Grecia tiene una magia especial que, año tras año, seduce a los miembros de la realeza europea. En esta ocasión, los condes de Monpezat, Nicolás y Félix de Dinamarca, han sucumbido al encanto heleno para disfrutar de una estancia inolvidable. El primogénito del príncipe Joaquín, de 26 años, que triunfa en las pasarelas internacionales, ha querido compartir con sus seguidores algunas de las pinceladas más especiales de este viaje a través de un cuidado álbum de recuerdos. "Reunión en Grecia, ¡espero que estéis disfrutando del verano!", ha escrito Nicolás para acompañar una serie de imágenes que retratan a la perfección la esencia del estío mediterráneo: costas escarpadas, apetitosos postres, travesías en barco y paseos bajo cielos teñidos de tonos cálidos.

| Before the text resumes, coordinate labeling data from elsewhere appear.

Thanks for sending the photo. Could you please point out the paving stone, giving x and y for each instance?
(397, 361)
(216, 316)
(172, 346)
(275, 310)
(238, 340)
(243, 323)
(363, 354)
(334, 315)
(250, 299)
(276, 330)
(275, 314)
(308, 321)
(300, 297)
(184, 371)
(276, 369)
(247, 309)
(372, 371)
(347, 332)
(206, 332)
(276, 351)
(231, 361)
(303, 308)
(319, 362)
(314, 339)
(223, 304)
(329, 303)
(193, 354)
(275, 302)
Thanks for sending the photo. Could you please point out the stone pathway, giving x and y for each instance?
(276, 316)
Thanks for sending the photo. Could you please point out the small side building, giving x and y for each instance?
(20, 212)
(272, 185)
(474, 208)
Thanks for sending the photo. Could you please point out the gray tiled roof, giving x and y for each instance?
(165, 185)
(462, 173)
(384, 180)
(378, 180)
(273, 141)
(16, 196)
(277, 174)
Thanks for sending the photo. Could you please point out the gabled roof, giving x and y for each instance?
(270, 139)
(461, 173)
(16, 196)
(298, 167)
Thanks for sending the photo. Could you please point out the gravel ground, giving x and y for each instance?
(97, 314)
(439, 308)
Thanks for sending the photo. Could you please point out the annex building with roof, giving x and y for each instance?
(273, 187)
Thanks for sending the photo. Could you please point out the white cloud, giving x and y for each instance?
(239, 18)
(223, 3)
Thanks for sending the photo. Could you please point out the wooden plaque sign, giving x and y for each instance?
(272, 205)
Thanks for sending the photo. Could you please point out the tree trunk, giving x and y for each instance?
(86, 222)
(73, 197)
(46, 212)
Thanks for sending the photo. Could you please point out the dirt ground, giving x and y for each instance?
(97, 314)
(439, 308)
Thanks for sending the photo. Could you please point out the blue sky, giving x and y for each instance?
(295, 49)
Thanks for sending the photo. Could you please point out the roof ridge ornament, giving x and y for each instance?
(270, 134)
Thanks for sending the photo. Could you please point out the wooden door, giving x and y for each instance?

La condesa Alexandra ha titulado con gran tino estas memorias veraniegas bajo el sugerente lema "Grecia en la golden hour…", reflejando la atmósfera única que envolvió sus días en las islas juntos a sus hijos. A este idílico retiro no ha faltado su Félix, quien celebró su 24º cumpleaños el pasado 22 de julio, demostrando una vez más la estrecha relación que los une. Junto a ellos, completando este grupo de viajeros, ha estado su madre, Alexandra de Frederiksborg, así como la novia de Nicolás, Benedikte Thoustrup, perfectamente integrada en esta bonita dinámica familiar tras años de relación.
Atardeceres dorados, 'looks' veraniegos y las Cícladas
Las imágenes compartidas transmiten la serenidad de unos días donde el tiempo parece detenerse. Entre terrazas de piedra rústica que se asoman al azul infinito del mar y senderos empedrados flanqueados por frondosas buganvillas de un rosa vibrante, la familia ha disfrutado de la belleza típica del paisaje griego. No faltan en su recorrido estampas emblemáticas como los icónicos molinos de viento recortados sobre el cielo despejado o las características casas suspendidas sobre las olas con sus tradicionales balcones de madera en tonos azules y rojos.
La elegancia relajada ha sido la nota dominante en el vestuario de los viajeros. La madre de los condes ha deslumbrado con estilismos veraniegos impecables, desde un vestido midi de cuello halter con estampado tie-dye en azul y blanco hasta un fresco diseño corto de lunares rosas o un fluido modelo en tono caldera, siempre luciendo la soltura de quien disfruta del clima mediterráneo. Nicolás, desenfadado y muy sonriente con camisas ligeras de lino y divertidos collares de cuentas, y Félix, fiel a su estilo clásico con polos de rayas y tonos neutros, han mostrado su faceta más relajada mientras compartían refrescantes cócteles Bloody Mary con apio y aceitunas, así como momentos de distensión en acogedores locales a pie de calle.
Complicidad de hermanos y la mirada puesta en el sur
Más allá de los paisajes espectaculares, la escapada pone de manifiesto la sólida relación entre Nicolás y Félix. A pesar de llevar vidas distintas y tener personalidades muy diferentes, el apoyo entre ambos es incondicional. Así lo expresaba Félix con total sinceridad en el documental Nicolás, donde no dudó en hablar sobre la carrera de su hermano mayor: "Prefiero quedarme un poco más bajo el radar. Nicolás es muy bueno en lo que hace como modelo. Debo admitir que eso no es exactamente lo mío". En esa misma intervención, el hijo menor de Joaquín de Dinamarca no escatimó en elogios hacia el primogénito: "Realmente admiro su capacidad de ser tan extrovertido todo el tiempo. No puedo imaginar lo que debe suponer estar siempre 'activo'. Tengo un profundo respeto por lo que hace, por la responsabilidad que asume, y lo lleva a cabo maravillosamente".
Tras concluir este paréntesis estival repleto de confidencias y tranquilidad en tierras griegas, la ausencia del resto de la familia real en las instantáneas ha alimentado las conjeturas sobre sus próximos pasos. Todo apunta a que los hermanos podrían poner rumbo próximamente al sur de Francia para instalarse en el Château de Cayx. Adquirida en 1974 por la reina Margarita y el príncipe Henrik, esta histórica propiedad en la región de Lot es el refugio veraniego por excelencia de los royals daneses y la cuna de los célebres vinos AOC Cahors que habitualmente se sirven en las cenas de Estado.